Deste modo, está vedado às partes recurso imediato sobre a referida questão, o que bem se compreende, já que a admitir-se o recurso imediato poderia ser atrasada a marcha do processo. E não se diga, como refere o reclamante, que o recurso interposto só na decisão final o torna inútil, já que um recurso só é absolutamente inútil quando não possa produzir quaisquer efeitos. No caso em apreço, se o recurso for provido a final, serão anulados os actos posteriores à decisão impugnada, alcançando-se o efeito útil do recurso.

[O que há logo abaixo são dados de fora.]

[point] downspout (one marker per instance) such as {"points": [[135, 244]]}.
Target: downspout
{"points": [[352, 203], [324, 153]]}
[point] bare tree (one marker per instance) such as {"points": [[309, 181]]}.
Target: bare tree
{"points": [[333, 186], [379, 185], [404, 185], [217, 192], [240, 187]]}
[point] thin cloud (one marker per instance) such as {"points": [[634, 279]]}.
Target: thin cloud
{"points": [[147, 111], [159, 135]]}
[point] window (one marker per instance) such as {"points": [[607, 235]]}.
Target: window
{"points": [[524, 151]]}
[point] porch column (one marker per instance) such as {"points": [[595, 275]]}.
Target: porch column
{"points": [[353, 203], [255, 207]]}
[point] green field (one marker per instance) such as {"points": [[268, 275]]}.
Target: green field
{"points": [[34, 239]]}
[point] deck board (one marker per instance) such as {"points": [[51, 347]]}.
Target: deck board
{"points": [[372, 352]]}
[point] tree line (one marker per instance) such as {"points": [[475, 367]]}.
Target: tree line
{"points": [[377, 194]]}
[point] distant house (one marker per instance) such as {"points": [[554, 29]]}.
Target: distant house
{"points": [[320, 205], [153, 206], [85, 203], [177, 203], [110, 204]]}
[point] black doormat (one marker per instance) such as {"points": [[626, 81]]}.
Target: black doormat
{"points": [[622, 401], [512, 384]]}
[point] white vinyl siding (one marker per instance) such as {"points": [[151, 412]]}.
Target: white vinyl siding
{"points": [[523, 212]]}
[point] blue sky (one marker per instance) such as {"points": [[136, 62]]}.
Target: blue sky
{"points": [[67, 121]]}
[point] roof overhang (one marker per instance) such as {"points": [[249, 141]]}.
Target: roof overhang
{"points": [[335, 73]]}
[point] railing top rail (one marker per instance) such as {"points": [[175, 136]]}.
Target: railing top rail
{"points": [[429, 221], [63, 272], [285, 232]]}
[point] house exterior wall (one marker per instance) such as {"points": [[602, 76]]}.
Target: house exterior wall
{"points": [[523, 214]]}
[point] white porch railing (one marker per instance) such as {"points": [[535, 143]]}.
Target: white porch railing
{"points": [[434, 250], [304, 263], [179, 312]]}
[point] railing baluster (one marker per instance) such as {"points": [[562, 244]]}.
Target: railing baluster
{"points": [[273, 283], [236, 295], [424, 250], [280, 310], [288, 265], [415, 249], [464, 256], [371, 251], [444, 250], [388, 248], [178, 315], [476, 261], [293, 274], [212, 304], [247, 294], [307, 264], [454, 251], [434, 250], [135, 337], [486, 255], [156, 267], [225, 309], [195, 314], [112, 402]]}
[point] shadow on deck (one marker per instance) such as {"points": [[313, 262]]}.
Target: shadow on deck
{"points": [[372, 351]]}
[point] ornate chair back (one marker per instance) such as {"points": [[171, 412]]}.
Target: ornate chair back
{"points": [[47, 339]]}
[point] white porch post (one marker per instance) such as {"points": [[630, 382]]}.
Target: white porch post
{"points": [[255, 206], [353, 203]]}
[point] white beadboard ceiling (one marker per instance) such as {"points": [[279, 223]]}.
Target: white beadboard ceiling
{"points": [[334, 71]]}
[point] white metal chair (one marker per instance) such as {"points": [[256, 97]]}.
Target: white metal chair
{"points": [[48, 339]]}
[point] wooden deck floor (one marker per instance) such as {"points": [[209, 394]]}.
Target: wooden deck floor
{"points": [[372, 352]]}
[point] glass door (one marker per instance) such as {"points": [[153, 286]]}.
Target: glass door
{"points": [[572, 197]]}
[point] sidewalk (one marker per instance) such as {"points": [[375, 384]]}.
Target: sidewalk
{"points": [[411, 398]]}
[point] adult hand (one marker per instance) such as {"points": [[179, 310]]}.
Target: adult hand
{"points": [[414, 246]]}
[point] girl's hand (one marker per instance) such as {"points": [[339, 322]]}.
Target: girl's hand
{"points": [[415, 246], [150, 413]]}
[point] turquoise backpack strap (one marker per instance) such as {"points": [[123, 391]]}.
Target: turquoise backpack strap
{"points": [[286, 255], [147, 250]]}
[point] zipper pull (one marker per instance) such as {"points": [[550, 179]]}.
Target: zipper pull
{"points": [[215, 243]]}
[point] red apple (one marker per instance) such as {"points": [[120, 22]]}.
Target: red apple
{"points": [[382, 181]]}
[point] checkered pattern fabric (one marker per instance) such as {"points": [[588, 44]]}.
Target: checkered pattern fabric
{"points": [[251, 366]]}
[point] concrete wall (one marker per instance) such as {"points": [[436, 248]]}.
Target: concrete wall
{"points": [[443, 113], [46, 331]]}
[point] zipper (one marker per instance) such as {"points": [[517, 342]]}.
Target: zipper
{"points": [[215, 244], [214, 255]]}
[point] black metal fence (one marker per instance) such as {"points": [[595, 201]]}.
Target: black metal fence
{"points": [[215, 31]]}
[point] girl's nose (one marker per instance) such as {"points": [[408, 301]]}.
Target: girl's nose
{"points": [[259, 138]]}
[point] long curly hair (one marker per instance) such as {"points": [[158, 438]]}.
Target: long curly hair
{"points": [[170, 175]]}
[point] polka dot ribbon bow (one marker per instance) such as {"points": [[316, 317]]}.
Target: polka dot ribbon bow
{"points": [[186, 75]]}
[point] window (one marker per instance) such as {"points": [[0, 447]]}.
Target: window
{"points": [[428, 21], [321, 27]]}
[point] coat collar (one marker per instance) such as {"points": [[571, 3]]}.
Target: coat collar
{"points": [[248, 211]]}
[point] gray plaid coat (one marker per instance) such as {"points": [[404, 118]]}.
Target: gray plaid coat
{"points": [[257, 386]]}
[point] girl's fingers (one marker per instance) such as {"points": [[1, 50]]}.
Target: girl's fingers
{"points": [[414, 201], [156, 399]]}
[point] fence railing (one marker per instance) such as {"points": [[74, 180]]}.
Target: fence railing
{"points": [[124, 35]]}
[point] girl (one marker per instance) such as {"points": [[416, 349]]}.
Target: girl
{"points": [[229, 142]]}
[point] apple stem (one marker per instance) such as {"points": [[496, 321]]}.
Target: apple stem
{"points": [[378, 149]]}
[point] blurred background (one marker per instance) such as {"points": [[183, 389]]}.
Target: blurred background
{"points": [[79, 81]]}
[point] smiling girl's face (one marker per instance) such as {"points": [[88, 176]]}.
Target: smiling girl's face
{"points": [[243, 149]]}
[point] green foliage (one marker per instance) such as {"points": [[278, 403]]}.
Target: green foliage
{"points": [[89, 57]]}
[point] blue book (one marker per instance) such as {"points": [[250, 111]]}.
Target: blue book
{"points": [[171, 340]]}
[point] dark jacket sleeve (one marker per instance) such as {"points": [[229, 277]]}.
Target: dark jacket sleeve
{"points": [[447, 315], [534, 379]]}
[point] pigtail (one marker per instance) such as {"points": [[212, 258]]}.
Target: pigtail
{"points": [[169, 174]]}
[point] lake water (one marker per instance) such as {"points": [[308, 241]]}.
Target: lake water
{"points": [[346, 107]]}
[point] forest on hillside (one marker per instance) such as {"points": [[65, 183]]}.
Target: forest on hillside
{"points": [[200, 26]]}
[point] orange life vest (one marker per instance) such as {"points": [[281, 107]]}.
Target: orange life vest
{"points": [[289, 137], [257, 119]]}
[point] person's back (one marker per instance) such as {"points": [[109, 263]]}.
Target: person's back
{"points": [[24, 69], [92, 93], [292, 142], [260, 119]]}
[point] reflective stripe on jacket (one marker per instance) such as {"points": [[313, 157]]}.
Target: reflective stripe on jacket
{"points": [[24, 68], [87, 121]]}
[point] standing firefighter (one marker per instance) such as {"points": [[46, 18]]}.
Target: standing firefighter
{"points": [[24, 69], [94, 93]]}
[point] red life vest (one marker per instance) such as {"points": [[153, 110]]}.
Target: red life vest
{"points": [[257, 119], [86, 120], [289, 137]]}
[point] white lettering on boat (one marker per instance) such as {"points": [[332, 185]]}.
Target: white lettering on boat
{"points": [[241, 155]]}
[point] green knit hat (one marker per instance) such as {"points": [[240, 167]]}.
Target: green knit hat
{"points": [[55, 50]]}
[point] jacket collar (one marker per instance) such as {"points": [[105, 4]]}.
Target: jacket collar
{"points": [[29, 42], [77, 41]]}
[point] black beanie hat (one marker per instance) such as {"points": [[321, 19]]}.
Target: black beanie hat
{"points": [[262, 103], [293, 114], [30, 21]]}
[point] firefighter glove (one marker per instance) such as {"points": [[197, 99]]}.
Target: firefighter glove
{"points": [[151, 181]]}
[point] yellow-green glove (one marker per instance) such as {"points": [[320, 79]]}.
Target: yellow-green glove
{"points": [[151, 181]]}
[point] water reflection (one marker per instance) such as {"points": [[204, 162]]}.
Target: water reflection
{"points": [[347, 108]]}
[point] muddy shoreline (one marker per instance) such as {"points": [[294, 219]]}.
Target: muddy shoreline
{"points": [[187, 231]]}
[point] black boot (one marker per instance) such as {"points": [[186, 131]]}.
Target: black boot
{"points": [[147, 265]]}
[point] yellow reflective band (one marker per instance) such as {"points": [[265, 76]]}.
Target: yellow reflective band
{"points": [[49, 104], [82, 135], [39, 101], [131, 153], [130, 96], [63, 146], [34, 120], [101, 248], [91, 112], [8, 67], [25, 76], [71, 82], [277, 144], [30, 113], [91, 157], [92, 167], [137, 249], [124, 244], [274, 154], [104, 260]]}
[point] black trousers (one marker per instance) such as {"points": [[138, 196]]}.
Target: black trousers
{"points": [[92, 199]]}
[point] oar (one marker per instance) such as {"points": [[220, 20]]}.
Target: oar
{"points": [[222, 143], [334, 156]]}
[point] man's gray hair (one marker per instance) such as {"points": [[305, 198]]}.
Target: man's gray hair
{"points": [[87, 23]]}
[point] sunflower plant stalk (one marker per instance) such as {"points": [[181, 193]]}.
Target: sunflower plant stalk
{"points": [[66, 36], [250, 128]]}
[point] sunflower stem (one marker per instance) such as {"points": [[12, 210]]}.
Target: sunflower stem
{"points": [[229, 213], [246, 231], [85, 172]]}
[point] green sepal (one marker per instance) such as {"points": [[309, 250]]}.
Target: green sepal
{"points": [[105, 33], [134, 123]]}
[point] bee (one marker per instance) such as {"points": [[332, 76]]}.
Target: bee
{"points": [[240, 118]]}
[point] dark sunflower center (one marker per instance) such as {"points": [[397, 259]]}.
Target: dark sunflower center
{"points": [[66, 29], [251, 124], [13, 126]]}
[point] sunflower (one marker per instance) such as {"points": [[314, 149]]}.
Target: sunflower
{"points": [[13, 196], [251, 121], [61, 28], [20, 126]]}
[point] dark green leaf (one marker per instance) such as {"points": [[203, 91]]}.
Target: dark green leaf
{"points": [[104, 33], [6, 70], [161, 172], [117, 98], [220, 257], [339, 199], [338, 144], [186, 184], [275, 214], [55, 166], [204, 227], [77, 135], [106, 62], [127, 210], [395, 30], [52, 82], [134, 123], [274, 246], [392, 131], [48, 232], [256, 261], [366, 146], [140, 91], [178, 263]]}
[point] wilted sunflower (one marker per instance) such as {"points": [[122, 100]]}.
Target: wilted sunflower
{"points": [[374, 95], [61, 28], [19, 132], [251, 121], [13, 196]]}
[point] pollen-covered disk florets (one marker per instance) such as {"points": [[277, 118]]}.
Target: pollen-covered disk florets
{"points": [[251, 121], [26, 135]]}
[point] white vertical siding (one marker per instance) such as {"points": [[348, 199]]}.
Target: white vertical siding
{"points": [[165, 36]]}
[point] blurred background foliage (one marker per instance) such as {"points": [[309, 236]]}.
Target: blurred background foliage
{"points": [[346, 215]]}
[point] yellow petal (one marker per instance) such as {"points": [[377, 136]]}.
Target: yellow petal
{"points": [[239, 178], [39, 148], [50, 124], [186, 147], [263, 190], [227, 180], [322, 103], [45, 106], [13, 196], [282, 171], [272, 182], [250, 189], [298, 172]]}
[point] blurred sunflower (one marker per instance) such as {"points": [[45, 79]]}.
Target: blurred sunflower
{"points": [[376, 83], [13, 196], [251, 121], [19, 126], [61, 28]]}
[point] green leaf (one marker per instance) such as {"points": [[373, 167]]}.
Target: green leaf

De qualquer forma, se, como parece resultar das alegações da entidade reclamante, o recurso não era interposto do despacho que indeferiu a reclamação, mas antes constituindo um agravo directo do despacho determinante da produção da prova, então também este é igualmente inadmissível, já que a lei o não permite. Na verdade, de acordo com o artigo 511º citado, o interessado pode reclamar apenas do despacho do juiz e só posteriormente, no recurso interposto da decisão final, pode impugnar a decisão sobre indeferimento da reclamação.


Pelo que ficou dito, bem andou o Mmº Juiz “a quo” ao não admitir o recurso, já que a lei o não permitia, pelo que a reclamação tem de ser desatendida.


6. Nestes termos e pelo exposto desatende-se a reclamação.

Custas pela entidade reclamante, fixando-se a taxa de justiça em duas UC, atenta a simplicidade (artigos 18º e 16º, nº 1 do CCJ).

Notifique, registe e remeta posteriormente os autos ao TAF de Mirandela.